Les deux frangins, après avoir atteint les sphères de la réussite à la fois artistique et commerciale entre la fin des années 90 et début 2000 avec Fous d’Irène et Mary à tous prix, se sont retrouvés en difficulté avec des œuvres incomprises révélant pourtant la véritable nature de leur cinéma, ancré dans un sentimentalisme sincère, un humanisme touchant drapé derrière les conventions de la comédie contemporaine.

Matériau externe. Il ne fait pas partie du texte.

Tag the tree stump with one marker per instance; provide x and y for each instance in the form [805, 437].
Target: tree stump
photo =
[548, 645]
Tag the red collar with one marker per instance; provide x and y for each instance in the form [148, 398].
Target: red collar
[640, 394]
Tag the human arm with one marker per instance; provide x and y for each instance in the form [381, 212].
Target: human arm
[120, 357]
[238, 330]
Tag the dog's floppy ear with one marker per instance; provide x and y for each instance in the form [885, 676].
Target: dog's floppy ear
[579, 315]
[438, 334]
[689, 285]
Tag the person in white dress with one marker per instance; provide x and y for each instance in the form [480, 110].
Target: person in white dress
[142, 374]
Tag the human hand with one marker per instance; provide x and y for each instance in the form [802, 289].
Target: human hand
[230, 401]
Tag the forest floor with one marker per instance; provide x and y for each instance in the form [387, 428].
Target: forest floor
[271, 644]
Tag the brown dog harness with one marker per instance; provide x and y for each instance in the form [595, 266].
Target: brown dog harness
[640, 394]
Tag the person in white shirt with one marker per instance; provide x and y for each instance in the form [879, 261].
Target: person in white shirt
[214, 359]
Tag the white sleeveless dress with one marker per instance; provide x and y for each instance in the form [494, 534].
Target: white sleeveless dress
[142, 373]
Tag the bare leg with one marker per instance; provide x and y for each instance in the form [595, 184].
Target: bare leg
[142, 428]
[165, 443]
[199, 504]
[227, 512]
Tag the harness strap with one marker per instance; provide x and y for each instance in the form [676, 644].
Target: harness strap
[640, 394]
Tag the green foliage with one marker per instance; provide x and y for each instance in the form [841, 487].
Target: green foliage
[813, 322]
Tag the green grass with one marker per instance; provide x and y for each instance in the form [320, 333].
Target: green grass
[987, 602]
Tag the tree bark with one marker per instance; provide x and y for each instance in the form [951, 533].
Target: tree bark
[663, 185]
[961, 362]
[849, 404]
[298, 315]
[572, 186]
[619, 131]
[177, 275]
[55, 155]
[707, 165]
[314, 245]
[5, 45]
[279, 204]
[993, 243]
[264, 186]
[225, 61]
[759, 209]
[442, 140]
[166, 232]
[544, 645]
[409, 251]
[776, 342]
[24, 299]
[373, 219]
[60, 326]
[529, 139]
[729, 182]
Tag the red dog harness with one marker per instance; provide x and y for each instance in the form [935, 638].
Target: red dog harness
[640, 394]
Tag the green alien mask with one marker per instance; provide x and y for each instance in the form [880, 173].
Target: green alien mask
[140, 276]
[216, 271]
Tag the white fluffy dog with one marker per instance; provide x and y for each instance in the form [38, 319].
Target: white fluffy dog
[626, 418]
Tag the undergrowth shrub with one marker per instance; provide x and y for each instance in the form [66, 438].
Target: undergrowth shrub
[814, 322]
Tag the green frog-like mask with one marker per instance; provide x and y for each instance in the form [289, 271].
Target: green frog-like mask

Retrouver Peter Farrelly s’emparant d’un biopic peut surprendre de prime abord. Pourtant, Don Shirley ne dépareille de la galerie de marginaux divers qui hante le cinéma des Frangins, toujours en bute avec la norme, cette entité qui les effraie tant et pourtant qu’ils aimeraient épouser. Cette norme, on la retrouve dans une forme classique, assez paresseuse, qui aligne une bande son pop/rock impeccable reliant une succession de gags. Niveau mise en scène, Les Farrelly ont rarement fait preuve d’inventivité, leur talent se trouvant ailleurs, dans une écriture sous-terraine, éloge d’une Americana, peuplée d’idiots magnifiques ou de génies incompris.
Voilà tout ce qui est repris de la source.